No ano passado, 50 mil imigrantes ilegais foram presos tentando entrar. Destes, 96% são mexicanos. Dos outros países, o Brasil aparece em segundo lugar, com 131 presos. "Trabalho há 16 anos na fronteira e nunca vi tanto brasileiro querendo passar para o lado de cá", disse Michael McGlasson, de Yuma.
Entre as cinco nacionalidades que tiveram mais imigrantes presos pela Patrulha da Fronteira de San Diego em 2001 e até abril de 2002, a brasileira é a única da América do Sul. Em anos anteriores, os casos eram tão esporádicos que o país nem sequer aparecia nas estatísticas oficiais.
Segundo o agente, o pacote cobrado pelas quadrilhas, que custa geralmente US$ 10 mil mas pode chegar a US$ 16 mil, começa com a passagem de avião, em vôos que saem de grandes cidades como São Paulo e Rio de Janeiro.
O primeiro destino é a Cidade do México. De lá, o imigrante ilegal vai de ônibus para uma das cidades da fronteira, preferencialmente na região de Mexicali. Então, aguarda o melhor dia para entrar ilegalmente nos EUA.
Dependendo do valor pago, pode ser com documentos falsos (mais caro) ou escondido em caminhões, ônibus e vans (mais barato), muitas vezes em condições subumanas.

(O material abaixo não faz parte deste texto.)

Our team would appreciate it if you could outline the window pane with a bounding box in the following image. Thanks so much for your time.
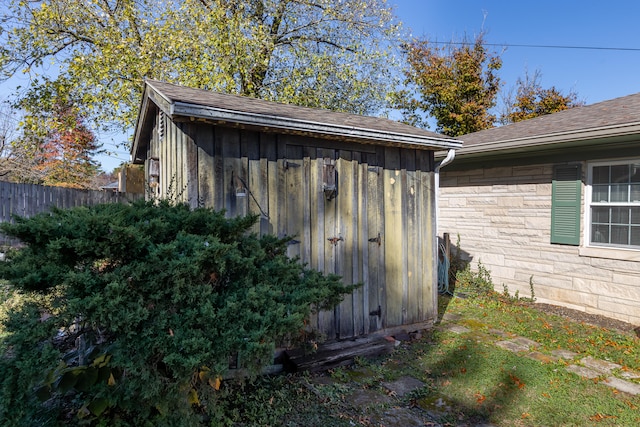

"São pessoas perigosíssimas, que não hesitam um segundo em deixar o imigrante abandonado no meio do deserto, se sentirem que há algo errado no ar", disse McGlasson.

Língua portuguesa
O aumento no número de casos envolvendo brasileiros fez com que o Serviço de Inteligência da Patrulha da Fronteira contratasse um agente cuja principal qualidade é falar português, o único da força por enquanto, que é cada vez mais requisitado.
"Seu nome e nacionalidade são mantidos em sigilo, já que ele é utilizado em missões secretas que frequentemente envolvem ida ao México e envolvimento com membros das quadrilhas", disse Lauren Mack, do Departamento de Imigração.